The September 2nd Seattle Times Traffic Lab front page article “Sound Transit goes all in on gentler fare enforcement” typifies a failure to understand Sound Transit’s real “revenue problem” isn’t from those not paying for riding light rail it’s the high cost of providing those light rail routes. Sound Transit’s 2022 long term budget projects spending $58.8B on light rail extensions between 2017 and 2046. Operating and Maintenance (O&M) of light rail will cost $18.9B and most of the System of Good Repairs (SOGR) cost, $9.4B, will be spent on light rail.
Yet total fare revenue in the budget from all the transit modes was limited to $8.3B. And that was based on Sound Transit's dubious (delusional?) projections for ridership added by light rail extensions. The Seattle Times should urge Sound Transit to pay more attention to the costs of providing the routes rather than attempting to make up for the lost fares by spending $672 million on “gentler fare enforcement”.
For example, spending $58.8B completing the 116-mile light rail extensions averages $0.5B per mile to construct. The $18.9B O&M and $9.4 SOGR for the 116-mile adds $0.24B per mile, costing Sound Transit $0.74B for each mile of extension for from 2017 to 2046. By reducing the 116-mile extension by 11 miles, the money saved would offset the complete loss of toll revenue for the entire period.
Sound Transit could also reduce costs by avoiding unneeded operating costs. An example would be terminating East Link at the International District/Chinatown Station. Ending the costs of routing 4-car trains to UW and beyond to Northgate. Sound Transit budgets light rail car operating costs at ~$30 per vehicle revenue mile.
With 4-car light rail trains, the ~20-mile round trip to Northgate and back adds $2,400 to the trip cost, or ~$260,000 for 110 routes a day, costing ~$82 million for a “310-weekday” year. Terminating East Link would avoid spending nearly 4 times the $21M Sound Transit budgeted for 2022 Link Fare revenue and more than 2 times the $36M fare revenue from all the transit modes.
The money saved by terminating East Link at International District would do more than end Sound Transits need for any fare revenue. It would also avoid halving the DSTT’s limited number of light rail trains to SeaTac. The question is who would be harmed? East side commuters wanting to go beyond International District could transfer to Link Line 1 for the commute to Westlake Station and beyond. Extending the route adds unneeded capacity to UW, to Northgate, and beyond.
Again, the Seattle Times needs to recognize Sound Transit’s revenue problem is not they can’t collect fares for the service, it’s because they spend far too much providing the service. A recent example is Sound Transit's decision to spend $600M on 2 transit stations, at 85th St on I-405 and on 130th St on I-5. That’s more than 15 times the total fares Sound Transit expects for the year. Yet the service the two stations provide is limited by the fact neither has parking for access.

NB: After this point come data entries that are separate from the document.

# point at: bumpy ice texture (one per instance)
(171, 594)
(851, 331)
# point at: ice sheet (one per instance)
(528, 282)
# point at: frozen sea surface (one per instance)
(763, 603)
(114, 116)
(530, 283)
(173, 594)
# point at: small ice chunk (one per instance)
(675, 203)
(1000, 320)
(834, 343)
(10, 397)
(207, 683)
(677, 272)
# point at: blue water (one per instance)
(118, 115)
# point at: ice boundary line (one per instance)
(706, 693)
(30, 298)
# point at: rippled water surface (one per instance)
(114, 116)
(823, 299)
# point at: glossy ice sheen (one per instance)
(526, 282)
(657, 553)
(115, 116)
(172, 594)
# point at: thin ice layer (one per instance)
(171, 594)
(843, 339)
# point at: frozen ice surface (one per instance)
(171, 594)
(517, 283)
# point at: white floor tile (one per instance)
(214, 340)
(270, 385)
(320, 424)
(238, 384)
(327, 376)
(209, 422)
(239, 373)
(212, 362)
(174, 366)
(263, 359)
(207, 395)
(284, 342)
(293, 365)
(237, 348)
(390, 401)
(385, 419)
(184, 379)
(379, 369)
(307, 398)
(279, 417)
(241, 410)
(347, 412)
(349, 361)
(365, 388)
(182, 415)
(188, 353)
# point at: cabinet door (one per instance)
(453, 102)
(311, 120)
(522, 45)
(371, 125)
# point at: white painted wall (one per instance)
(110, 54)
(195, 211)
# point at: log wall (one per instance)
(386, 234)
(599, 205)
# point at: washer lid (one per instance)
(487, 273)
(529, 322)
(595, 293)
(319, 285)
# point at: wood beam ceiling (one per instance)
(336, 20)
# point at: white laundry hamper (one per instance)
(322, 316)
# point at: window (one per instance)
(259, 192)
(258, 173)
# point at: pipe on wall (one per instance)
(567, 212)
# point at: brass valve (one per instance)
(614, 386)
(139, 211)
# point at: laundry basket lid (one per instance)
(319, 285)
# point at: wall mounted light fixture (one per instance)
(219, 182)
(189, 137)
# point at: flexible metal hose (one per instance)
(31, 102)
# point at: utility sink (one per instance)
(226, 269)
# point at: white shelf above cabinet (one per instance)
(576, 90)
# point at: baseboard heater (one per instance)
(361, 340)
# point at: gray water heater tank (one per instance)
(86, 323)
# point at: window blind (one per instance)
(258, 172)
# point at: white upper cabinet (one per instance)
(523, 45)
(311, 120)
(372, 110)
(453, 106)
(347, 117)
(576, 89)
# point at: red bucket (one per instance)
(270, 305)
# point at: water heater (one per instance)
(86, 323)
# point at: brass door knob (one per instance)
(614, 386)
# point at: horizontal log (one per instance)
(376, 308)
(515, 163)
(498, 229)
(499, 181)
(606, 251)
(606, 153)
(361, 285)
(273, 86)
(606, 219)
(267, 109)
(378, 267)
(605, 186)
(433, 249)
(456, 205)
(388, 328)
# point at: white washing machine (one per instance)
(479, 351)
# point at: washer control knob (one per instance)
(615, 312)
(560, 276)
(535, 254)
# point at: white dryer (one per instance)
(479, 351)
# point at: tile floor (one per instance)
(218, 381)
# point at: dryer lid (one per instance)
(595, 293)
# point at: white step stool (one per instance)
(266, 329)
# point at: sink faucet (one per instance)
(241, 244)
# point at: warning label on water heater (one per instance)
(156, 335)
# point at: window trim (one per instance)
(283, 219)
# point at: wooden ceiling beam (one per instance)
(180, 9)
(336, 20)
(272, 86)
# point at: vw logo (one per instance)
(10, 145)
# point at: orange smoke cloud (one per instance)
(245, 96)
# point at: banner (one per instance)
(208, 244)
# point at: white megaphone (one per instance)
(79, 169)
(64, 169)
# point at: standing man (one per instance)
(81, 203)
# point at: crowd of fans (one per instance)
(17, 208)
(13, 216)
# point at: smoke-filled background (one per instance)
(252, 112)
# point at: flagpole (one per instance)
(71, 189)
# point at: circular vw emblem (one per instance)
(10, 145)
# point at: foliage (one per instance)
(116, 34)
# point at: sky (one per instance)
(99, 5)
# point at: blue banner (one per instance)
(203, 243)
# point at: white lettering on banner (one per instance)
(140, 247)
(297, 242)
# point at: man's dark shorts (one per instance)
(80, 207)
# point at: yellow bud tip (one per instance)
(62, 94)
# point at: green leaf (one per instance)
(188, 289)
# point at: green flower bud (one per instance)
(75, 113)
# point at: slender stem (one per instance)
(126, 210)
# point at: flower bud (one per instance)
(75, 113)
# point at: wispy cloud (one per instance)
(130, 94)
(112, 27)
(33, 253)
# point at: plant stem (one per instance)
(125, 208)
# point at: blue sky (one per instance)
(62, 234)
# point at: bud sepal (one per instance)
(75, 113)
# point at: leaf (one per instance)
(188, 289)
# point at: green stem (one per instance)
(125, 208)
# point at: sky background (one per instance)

That extending the light rail spine along I-5 does nothing to increase capacity, it only adds cost for light rail construction and operation of light rail trains. Using the light rail extensions to replace bus routes reduces transit capacity into Seattle and reduces access for current riders. BRT provides far more transit capacity along both I-5 and I-90 corridors at a fraction of light rail cost. What’s needed are local bus routes to provide access for commuters.

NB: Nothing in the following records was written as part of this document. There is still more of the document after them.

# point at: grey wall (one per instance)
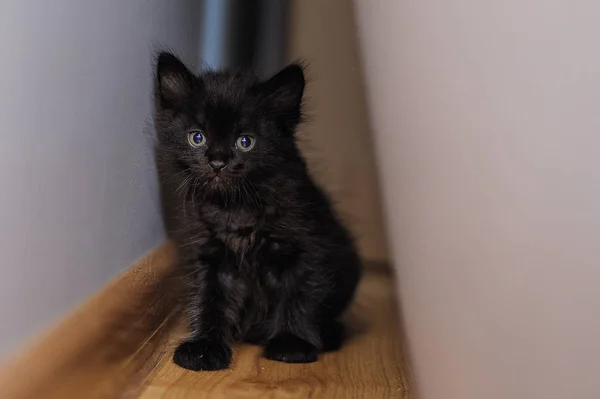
(78, 194)
(487, 125)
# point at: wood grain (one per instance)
(370, 365)
(107, 346)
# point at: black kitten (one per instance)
(267, 259)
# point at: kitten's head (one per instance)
(225, 130)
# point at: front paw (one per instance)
(202, 355)
(290, 349)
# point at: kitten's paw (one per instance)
(202, 355)
(290, 349)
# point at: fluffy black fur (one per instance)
(267, 260)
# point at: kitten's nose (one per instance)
(217, 164)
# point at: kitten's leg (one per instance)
(332, 335)
(299, 338)
(209, 344)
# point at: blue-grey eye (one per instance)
(196, 138)
(245, 143)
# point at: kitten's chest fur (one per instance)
(250, 234)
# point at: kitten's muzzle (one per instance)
(217, 165)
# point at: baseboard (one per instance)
(106, 347)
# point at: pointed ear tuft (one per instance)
(282, 94)
(175, 82)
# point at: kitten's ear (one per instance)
(175, 82)
(282, 94)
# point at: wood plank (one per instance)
(106, 347)
(370, 365)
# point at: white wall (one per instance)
(487, 126)
(78, 194)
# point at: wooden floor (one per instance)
(370, 365)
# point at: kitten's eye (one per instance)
(245, 143)
(196, 138)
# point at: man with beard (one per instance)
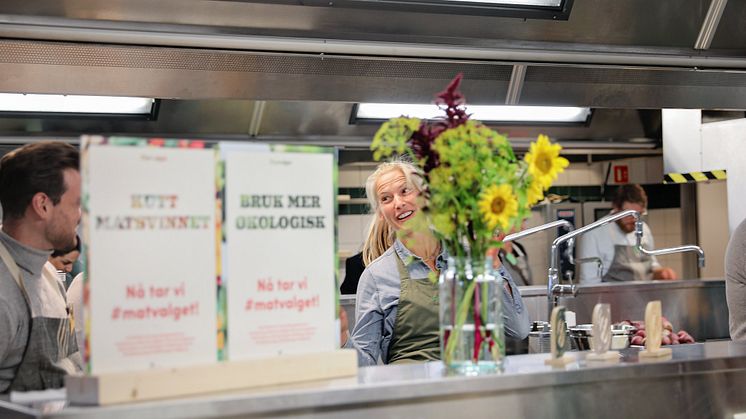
(40, 197)
(614, 244)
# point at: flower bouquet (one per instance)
(474, 187)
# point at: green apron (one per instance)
(50, 343)
(416, 335)
(629, 264)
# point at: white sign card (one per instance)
(150, 230)
(279, 257)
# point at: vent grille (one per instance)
(96, 55)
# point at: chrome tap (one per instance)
(669, 250)
(554, 288)
(597, 260)
(529, 231)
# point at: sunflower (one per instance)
(534, 193)
(544, 162)
(498, 206)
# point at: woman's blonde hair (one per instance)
(380, 234)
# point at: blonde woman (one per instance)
(397, 305)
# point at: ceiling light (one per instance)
(502, 114)
(24, 104)
(523, 9)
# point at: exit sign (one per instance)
(621, 174)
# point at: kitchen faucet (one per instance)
(667, 251)
(555, 289)
(527, 232)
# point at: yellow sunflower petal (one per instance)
(498, 206)
(544, 161)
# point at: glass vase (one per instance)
(472, 338)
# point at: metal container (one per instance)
(538, 337)
(580, 336)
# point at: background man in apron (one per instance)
(40, 197)
(614, 244)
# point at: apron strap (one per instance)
(16, 272)
(416, 334)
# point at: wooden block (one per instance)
(608, 356)
(560, 362)
(660, 354)
(137, 386)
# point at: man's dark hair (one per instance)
(31, 169)
(631, 193)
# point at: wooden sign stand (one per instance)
(653, 327)
(601, 336)
(136, 386)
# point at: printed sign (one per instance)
(150, 233)
(279, 256)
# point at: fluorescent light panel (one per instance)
(557, 114)
(32, 103)
(540, 3)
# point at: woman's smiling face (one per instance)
(397, 199)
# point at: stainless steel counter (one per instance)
(697, 306)
(702, 380)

The Times should urge Sound Transit divert the light rail spine funding to the far shorter West Seattle and Ballard Link. The service provided would benefit far more since 70 to 80% of the two links projected 80,000-95,000 riders would live within walking distance of stations. The costs could be slashed by terminating the Ballard Link at Westlake Station. Ending the ultimate example of excessive cost for service provided by no longer spending $5 billion and years of disruption to provide Ballard commuters a tunnel under Seattle.
The bottom line is the Seattle Times and Sound Transit need to recognize the solution for light rail's revenue problem is to reduce the cost of providing the service rather than spending $672M attempting to increase fare revenue.